Dans l’affaire Procureur général du Québec c Kanyinda[104], la question portait sur la validité de l’exclusion du programme de garde d’enfants subventionné du Québec des demandeurs d’asile qui sont titulaires d’un permis de travail valide. Les demandeurs dont le statut de réfugié est reconnu sont admissibles, mais ceux dont la demande est en cours de traitement ne le sont pas.

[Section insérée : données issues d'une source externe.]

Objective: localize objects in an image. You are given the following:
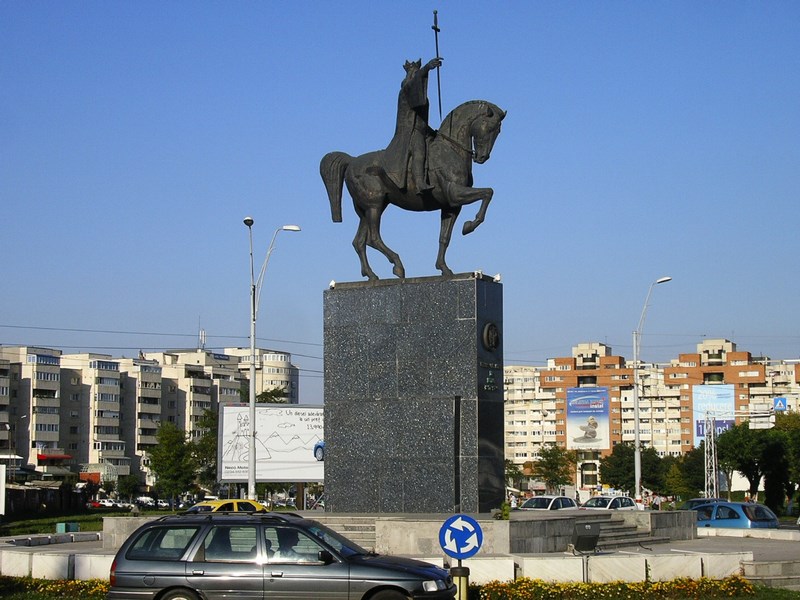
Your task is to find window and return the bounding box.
[202,526,258,562]
[264,527,324,562]
[127,526,200,560]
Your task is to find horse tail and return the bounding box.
[319,152,352,223]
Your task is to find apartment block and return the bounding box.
[0,346,63,477]
[0,346,299,486]
[505,339,800,490]
[60,353,131,477]
[0,358,11,466]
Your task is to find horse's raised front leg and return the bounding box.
[461,188,494,235]
[366,207,406,279]
[436,207,461,275]
[353,209,378,281]
[443,181,494,235]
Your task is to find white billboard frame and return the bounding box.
[217,403,325,483]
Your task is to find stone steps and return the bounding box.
[578,515,670,551]
[742,560,800,590]
[308,514,375,550]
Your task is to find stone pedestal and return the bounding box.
[324,273,505,513]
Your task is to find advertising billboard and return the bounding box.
[692,384,736,447]
[217,403,325,483]
[567,387,611,450]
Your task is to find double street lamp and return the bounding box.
[244,217,300,500]
[633,277,672,502]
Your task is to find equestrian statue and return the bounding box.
[320,57,506,280]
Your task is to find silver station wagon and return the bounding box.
[106,512,456,600]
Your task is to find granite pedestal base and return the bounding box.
[324,273,505,513]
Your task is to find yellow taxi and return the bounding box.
[186,499,267,513]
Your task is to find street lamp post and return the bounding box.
[244,217,300,500]
[633,277,672,502]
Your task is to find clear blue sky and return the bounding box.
[0,1,800,403]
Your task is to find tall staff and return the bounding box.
[431,10,442,122]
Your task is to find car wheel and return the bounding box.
[372,590,408,600]
[161,589,200,600]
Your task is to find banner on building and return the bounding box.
[567,387,611,450]
[692,384,736,447]
[217,403,325,483]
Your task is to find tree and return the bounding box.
[102,479,117,496]
[191,409,219,492]
[760,429,789,514]
[664,462,696,498]
[117,475,139,502]
[600,443,636,491]
[150,421,194,500]
[775,412,800,514]
[505,459,523,489]
[642,446,666,493]
[532,444,577,492]
[717,423,764,498]
[239,379,289,404]
[256,388,289,404]
[667,440,706,500]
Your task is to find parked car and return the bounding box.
[581,496,639,510]
[693,502,778,529]
[678,498,725,510]
[518,496,578,510]
[106,513,456,600]
[186,500,267,513]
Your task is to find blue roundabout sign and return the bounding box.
[439,515,483,560]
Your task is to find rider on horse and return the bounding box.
[383,58,442,195]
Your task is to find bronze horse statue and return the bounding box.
[320,100,506,280]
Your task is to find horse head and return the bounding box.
[470,101,506,165]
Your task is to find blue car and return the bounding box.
[314,440,325,461]
[692,502,778,529]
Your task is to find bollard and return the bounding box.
[450,566,469,600]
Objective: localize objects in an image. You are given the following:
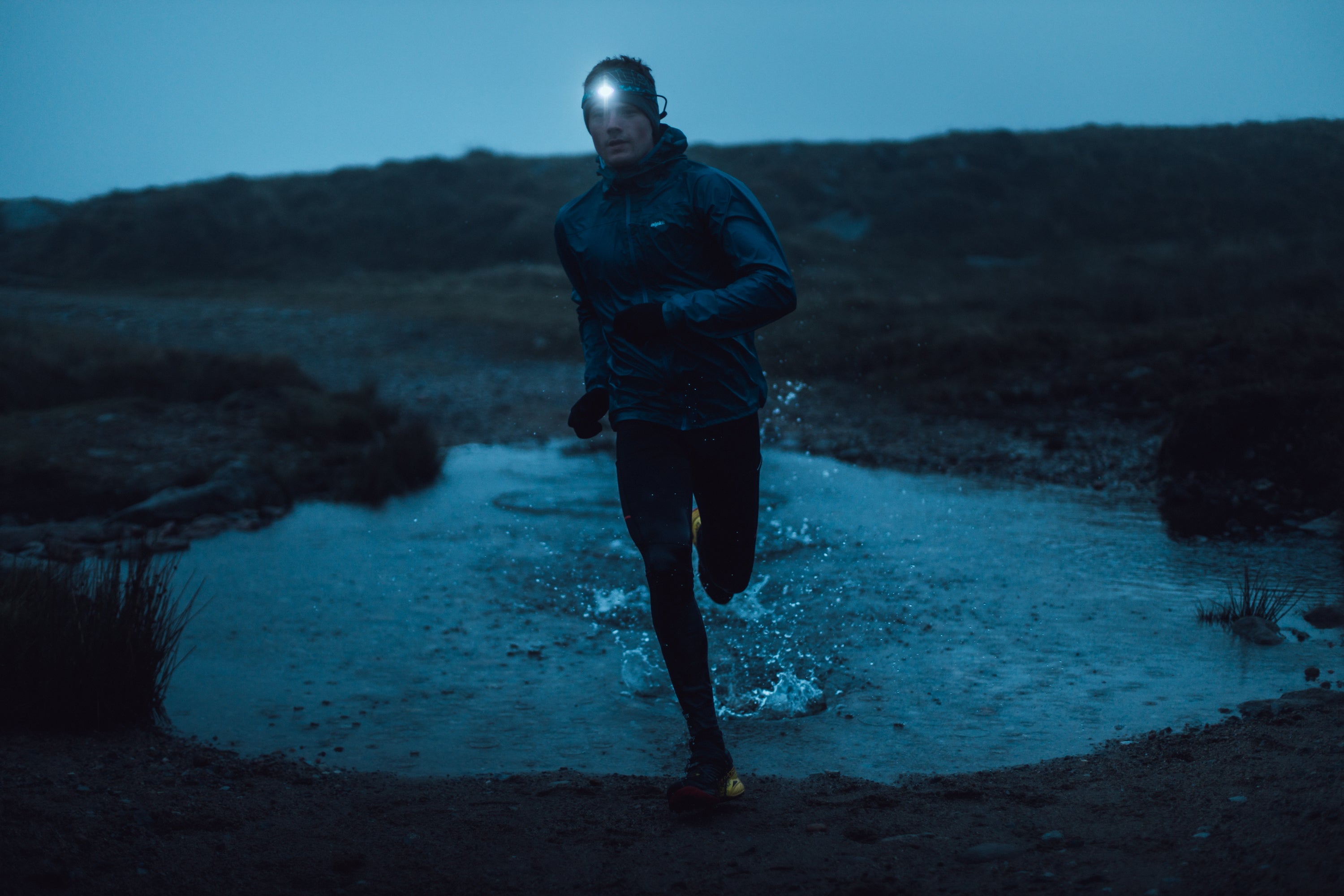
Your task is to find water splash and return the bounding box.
[728,672,827,719]
[621,647,669,697]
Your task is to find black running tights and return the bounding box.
[616,414,761,759]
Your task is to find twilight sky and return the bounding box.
[8,0,1344,199]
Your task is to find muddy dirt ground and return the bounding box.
[0,690,1344,896]
[0,290,1344,893]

Le problème pratique – et bien réel – est que les décisions finales sur les demandes d’asile peuvent tarder de plusieurs années (3 ans dans le cas de K), période pendant laquelle ils ne sont pas admissibles au programme subventionné de garde d’enfants.
La Loi sur les services de garde éducatifs à l’enfance[105] (LSGEE) établit le programme, qui prévoit le paiement de frais réduits par les parents pour les services de garde subventionnés en vertu de la Loi : « Le gouvernement peut, par règlement, fixer le montant de la contribution exigible d’un parent pour les services de garde fournis par un prestataire de services de garde subventionné à cette fin[106] ». Certains parents peuvent également être exemptés du paiement de la contribution, en tout ou en partie[107] : il existe un mécanisme de règlement des différends pour déterminer l’admissibilité[108]. La Loi prévoit en outre un pouvoir de règlementation pour « déterminer les conditions et modalités suivant lesquelles le parent verse la contribution fixée par le gouvernement »[109].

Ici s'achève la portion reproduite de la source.